FWI, Liner says, "gives you the best available near-surface model," he says. The method therefore maps drilling hazards well and "naturally gives you the best possible near-surface velocities" for use in traditional migration and other processing. "You can consider the velocities as a first iteration for the migration velocities," Liner says.

But commercial application of FWI remains limited.

"We're on the initial curve of full waveform inversion," the SEG president says. Although "it's well known in research departments," he says, "it hasn't really made it into mainstream exploration." In terms of progress toward widespread use by the exploration and production industry, FWI is "probably where 3D was 20 years ago."

Next steps

FWI usually is performed in 2D. Why not 3D?

"Everybody wants to do it," Liner says. "But it's computationally intense."

He says an FWI project in 3D is more costly than a 3D prestack depth migration, an iterative, computationally intense, and therefore expensive technique for creating images of especially difficult, steeply dipping subsurface features such as salt bodies.

A further challenge is not only to perform FWI in 3D but also to model the full elastic-not just acoustic-properties of the seismic wave.

"Theoretically, we know how to do elastic" modeling, Liner says. But the procedure involves the mathematical tracking of both the compressional energy, called P-waves, that dominates seismic work and less-commonly acquired data from transverse energy, or shear (S) waves. Acquisition of S-waves requires special, multicomponent receivers, which in marine surveys must be connected to the seabottom, a requirement that raises costs. And processing S-waves for FWI introduces another full set of calculations and iterations.

"It is a challenging computational thing," Liner says.

For FWI, though, the essential next step is 3D application of the method, for which only a few early examples now are available.

"Until you do 3D," Liner says, "you're just going to be a niche player."

Is moving FWI into 3D applications and, eventually, elastic modeling worth the cost? Liner answers pragmatically. "The question is how much additional benefit you get."

He adds: "We know how to do it now, but it needs to become mainstream." That, he says, will require more computer power and optimization of algorithms employed by the procedure.

Industry and academia

The new SEG president, a graduate of the University of Arkansas with an MSc from the University of Tulsa and a PhD from the Colorado School of Mines, began his professional career in 1989 as a geophysicist with Golden Geophysical, then Western Geophysical and Conoco. In 1990, he joined the faculty of the University of Tulsa, where he remained until joining Saudi Aramco as a research geophysicist in 2005.

He returned to academia in 2008 as a professor at the University of Houston and moved into his current position late in 2012. His research interests include carbonate outcrop and near-surface characterization; advanced seismic interpretation methods; seismic data analysis; and processing, anisotropy, and seismic-wave propagation.
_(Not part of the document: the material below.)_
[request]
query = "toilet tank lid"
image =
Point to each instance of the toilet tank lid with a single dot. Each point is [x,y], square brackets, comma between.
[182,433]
Liner is the author of a book, Elements of 3D Seismology, and was the 1999-2001 editor of Geophysics. Besides SEG, he is a member of the American Association of Petroleum Geologists and American Geophysical Union and is an honorary member of the Geophysical Society and a corresponding member of the European Academy of Sciences.

Lean business

Asked to describe the status of geophysical work in the commercial oil and gas industry, Liner responds, "When you look at the big companies, the majors and second-tier companies, they're all over geophysics."
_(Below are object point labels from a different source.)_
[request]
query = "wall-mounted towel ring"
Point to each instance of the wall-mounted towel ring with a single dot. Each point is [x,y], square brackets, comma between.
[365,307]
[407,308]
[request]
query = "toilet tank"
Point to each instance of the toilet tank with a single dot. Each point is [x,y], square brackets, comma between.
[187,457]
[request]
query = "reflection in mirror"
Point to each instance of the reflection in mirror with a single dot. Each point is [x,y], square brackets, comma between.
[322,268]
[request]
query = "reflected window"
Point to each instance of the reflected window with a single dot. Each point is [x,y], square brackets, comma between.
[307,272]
At present, he adds, geophysical contractors are being squeezed. "It's always been a lean business."

For small independent producers, "there's still room for improvement" in the acceptance and use of seismic methods." Because independent companies dominate unconventional resource plays, Liner adds, potential at times has been overlooked.

In unconventional plays, seismic methods can help identify not only sweet spots and fairways but also costly surprises such as unexpected faults. Unconventional resource development began with "spot drilling" and mainly "an engineering play," Liner says. "That's come around" for most of the industry.

For small companies, however, he adds, "we still need to get the message out there."